People use perfectly good tools the wrong way all the time. There's nothing wrong with the tool, so the solution isn't to throw it away!

Namespaces are actually *not* well supported in sufficient modern browsers[…]

Only the plugins and extensions need to handle namespaces for class names (as described above). Look through the page's <link> elements for your URI and determine the local prefix.

Namespaces encourage people to seclude themselves in their own namespace and invent their own schema rather than reusing existing elements in existing formats. This hurts interoperability because a dozen different namespaces can all have their own slightly different semantics for the same element.

You can prevent that by having a community that looks at how microformats overlap and share structure. Oh, you seem to have one already, which you need anyway to stop name clashes between formats. Format inventors will want to be part of that community in order to get widespread support.

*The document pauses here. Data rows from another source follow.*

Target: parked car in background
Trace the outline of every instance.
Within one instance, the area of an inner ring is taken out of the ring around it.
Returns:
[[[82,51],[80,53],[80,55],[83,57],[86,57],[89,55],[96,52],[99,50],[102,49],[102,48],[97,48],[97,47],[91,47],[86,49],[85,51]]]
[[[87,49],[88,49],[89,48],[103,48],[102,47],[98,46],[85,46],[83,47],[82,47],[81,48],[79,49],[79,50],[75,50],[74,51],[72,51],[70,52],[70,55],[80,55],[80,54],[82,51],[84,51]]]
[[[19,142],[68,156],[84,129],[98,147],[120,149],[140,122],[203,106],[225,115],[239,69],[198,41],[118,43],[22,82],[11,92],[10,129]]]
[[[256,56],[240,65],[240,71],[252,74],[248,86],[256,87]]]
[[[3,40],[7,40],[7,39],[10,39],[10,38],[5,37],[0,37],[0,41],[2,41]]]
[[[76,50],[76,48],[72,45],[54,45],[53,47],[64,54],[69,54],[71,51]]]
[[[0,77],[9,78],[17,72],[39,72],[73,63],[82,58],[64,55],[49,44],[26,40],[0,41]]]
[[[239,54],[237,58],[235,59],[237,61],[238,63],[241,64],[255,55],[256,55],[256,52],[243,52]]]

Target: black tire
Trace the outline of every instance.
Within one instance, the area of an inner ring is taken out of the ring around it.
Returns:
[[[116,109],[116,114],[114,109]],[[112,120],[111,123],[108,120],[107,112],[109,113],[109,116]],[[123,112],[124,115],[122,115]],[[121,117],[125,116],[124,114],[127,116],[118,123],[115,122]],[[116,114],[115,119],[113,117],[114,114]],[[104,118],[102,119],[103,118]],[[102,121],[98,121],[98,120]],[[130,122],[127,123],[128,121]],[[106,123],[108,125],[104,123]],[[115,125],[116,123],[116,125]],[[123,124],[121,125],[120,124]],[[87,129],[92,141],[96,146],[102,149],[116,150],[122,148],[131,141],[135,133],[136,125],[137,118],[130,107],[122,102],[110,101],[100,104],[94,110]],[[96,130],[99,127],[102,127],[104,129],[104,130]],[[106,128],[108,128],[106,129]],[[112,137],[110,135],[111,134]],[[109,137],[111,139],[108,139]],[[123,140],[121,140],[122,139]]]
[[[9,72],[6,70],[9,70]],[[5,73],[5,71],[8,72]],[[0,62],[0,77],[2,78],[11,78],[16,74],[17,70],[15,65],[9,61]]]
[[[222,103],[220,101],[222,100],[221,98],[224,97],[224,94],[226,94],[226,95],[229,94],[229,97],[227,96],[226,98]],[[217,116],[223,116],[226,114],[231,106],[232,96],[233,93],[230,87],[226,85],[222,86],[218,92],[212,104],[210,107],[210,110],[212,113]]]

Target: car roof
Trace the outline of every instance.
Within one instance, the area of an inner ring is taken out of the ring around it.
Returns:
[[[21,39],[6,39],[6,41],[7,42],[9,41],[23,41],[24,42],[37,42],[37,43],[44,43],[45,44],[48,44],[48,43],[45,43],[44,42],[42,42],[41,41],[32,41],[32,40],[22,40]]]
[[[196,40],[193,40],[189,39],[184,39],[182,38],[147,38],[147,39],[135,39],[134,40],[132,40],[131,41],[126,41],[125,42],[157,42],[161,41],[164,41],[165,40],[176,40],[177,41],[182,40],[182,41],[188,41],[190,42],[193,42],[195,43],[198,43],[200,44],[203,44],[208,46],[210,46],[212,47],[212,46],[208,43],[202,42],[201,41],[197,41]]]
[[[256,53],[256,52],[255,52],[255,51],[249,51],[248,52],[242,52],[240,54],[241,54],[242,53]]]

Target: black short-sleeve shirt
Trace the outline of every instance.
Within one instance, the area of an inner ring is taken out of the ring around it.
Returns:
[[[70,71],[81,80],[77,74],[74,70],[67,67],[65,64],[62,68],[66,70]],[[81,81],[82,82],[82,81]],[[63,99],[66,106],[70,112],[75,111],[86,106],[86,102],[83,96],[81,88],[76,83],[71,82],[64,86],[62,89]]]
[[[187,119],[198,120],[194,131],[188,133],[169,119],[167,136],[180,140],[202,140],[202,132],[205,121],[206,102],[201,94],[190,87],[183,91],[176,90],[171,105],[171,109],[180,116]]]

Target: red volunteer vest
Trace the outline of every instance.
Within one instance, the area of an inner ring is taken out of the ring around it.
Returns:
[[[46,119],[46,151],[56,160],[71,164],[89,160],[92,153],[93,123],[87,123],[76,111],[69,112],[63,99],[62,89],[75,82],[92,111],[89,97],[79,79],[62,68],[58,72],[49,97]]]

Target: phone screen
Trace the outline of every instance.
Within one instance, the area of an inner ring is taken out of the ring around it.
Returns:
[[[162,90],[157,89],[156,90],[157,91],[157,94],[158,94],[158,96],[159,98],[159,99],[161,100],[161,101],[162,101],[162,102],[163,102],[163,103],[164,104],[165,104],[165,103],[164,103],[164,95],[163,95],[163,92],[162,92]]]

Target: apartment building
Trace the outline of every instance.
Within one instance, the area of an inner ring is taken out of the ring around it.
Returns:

If you want to carry on a theoretical discussion of namespaces, please do so elsewhere, for in practice, discussing them is a waste of time, and off-topic for microformats lists.

Oh, how very open-minded!

[…]but it does mean that we ask less of [publishers] than most other standards efforts, which ask publishers to learn new languages, create new files, namespaces etc.

Publishers won't be creating new namespaces, just using them.

[…]humans first, machines second. One aspect of being more human-centric in design is about making it easier for humans in general to publish information in microformats, rather than just making it easier for machines (programs) to parse microformats. This seems like an obvious trade-off in that many fewer humans develop/write parsers than publish content, and thus making publishing easier benefits more people.

Instances of microformats are going to be read (by machines) thousands of times more than humans (and often machines) will write them. And the definition of microformat classes without namespace prefixes (or at least, some sort of author-controlled switch) makes it more difficult for an author to be sure he doesn't stumble on one.